But logs aren’t beat yet. Many vendors – Google, Webtrends, Clicktracks, WebAbacus, Site Intelligence to name a few – still offer the option to use logs as the primary data source. How come? Let’s take a look at how this battle plays out.
Round 1: Convenience
Say what you like about accuracy (and you will, I’m sure), but you can’t beat server logs for convenience. If you have the logs to hand, once you’ve installed your web analytics product, you simply point it at the logs, press the button, and sit back and wait for your data. There are wrinkles to be dealt with, for sure – you might have non-standard logs; you might have multiple web servers; or it might be difficult to gain access to the logs on your network (the three letters that strike fear into my heart? FTP), but most decent analytics tools can take these things in their stride.

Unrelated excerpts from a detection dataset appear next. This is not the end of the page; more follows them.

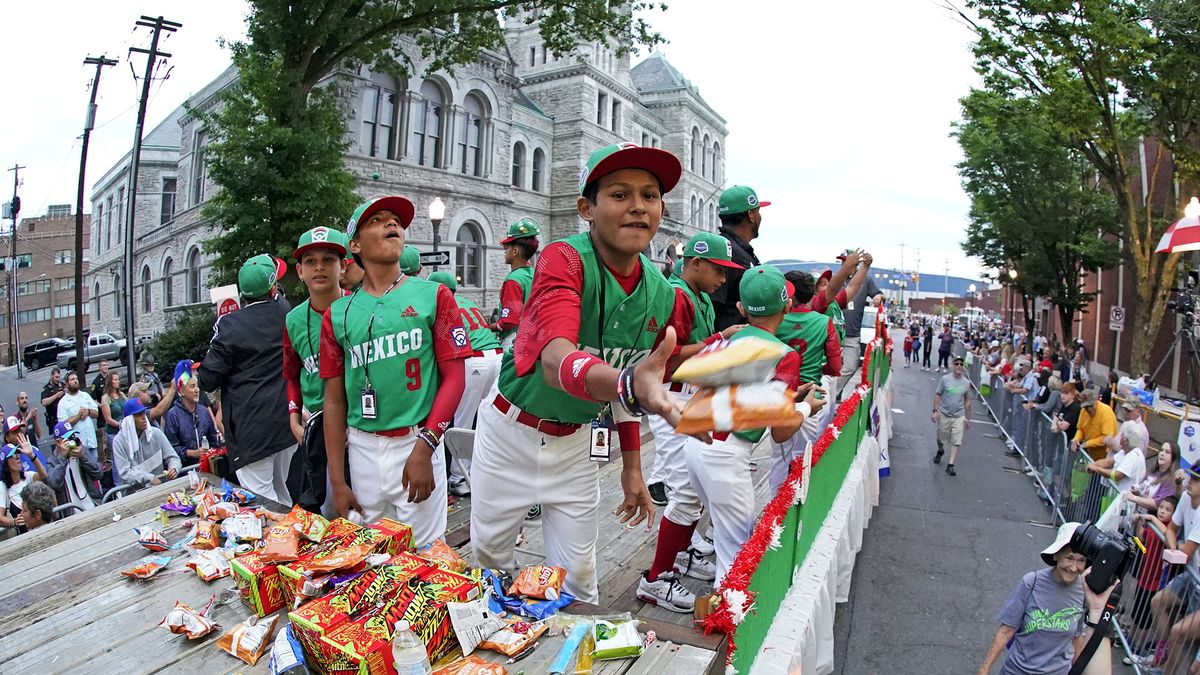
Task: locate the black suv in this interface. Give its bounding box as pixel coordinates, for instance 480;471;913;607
22;338;74;370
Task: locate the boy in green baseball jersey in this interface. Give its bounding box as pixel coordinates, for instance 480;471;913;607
430;271;504;497
684;265;824;586
470;143;683;602
283;227;346;514
492;217;541;350
320;197;470;546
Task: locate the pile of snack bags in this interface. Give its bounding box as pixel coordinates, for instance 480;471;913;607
136;479;643;675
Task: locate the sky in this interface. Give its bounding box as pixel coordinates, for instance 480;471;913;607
0;0;980;277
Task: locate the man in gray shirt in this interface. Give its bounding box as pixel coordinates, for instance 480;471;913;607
932;357;971;476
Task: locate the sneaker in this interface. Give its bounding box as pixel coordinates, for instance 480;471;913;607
637;572;696;614
676;549;716;581
646;483;667;506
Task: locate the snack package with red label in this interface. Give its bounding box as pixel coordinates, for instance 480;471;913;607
509;565;566;601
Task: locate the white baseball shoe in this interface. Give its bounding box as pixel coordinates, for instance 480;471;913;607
637;572;696;614
676;549;716;581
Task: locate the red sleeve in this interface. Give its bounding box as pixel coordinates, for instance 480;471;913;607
283;324;304;413
425;357;467;434
772;351;800;392
433;285;473;362
320;305;346;380
512;241;583;376
822;318;841;377
496;279;524;330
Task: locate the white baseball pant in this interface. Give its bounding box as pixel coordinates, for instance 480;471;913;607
235;446;296;507
470;387;600;603
684;436;757;586
346;426;446;548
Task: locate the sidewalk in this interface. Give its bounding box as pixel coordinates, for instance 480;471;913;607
834;357;1128;675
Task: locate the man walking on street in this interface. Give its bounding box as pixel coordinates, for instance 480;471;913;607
932;357;971;476
713;185;770;330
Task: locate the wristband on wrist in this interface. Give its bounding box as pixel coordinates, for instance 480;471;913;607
558;352;605;401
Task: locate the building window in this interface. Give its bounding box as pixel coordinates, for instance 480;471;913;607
530;148;546;192
409;79;445;167
162;258;175;307
455;221;484;286
512;141;524;187
187;246;203;304
158;178;176;225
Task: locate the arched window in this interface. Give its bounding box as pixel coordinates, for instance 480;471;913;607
458;94;485;175
187;246;202;304
455;221;484;286
512;141;524;187
142;265;151;313
408;79;445;167
529;148;546;192
162;258;175;307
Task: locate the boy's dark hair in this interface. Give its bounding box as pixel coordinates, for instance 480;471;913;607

Tag-based systems, by contrast, won’t yield up a scrap of data until you’ve made code changes to your website and cut them live to your server. Then there’s the hassle of ensuring that all the pages are tagged, and that pages don’t become untagged at some later date when some developer looks at the code and thinks “what’s this muck?” and removes it.
Round 1 winner: Logs
Round 2: Historical data
Straight back out of its corner after the success of round 1, logs delivers a second blow to tags: historical data. If you’ve been keeping your raw log files, a logs-based web analytics tool will be able to process that set of historical data and give you an instant picture of weeks, months or even years of activity on your site.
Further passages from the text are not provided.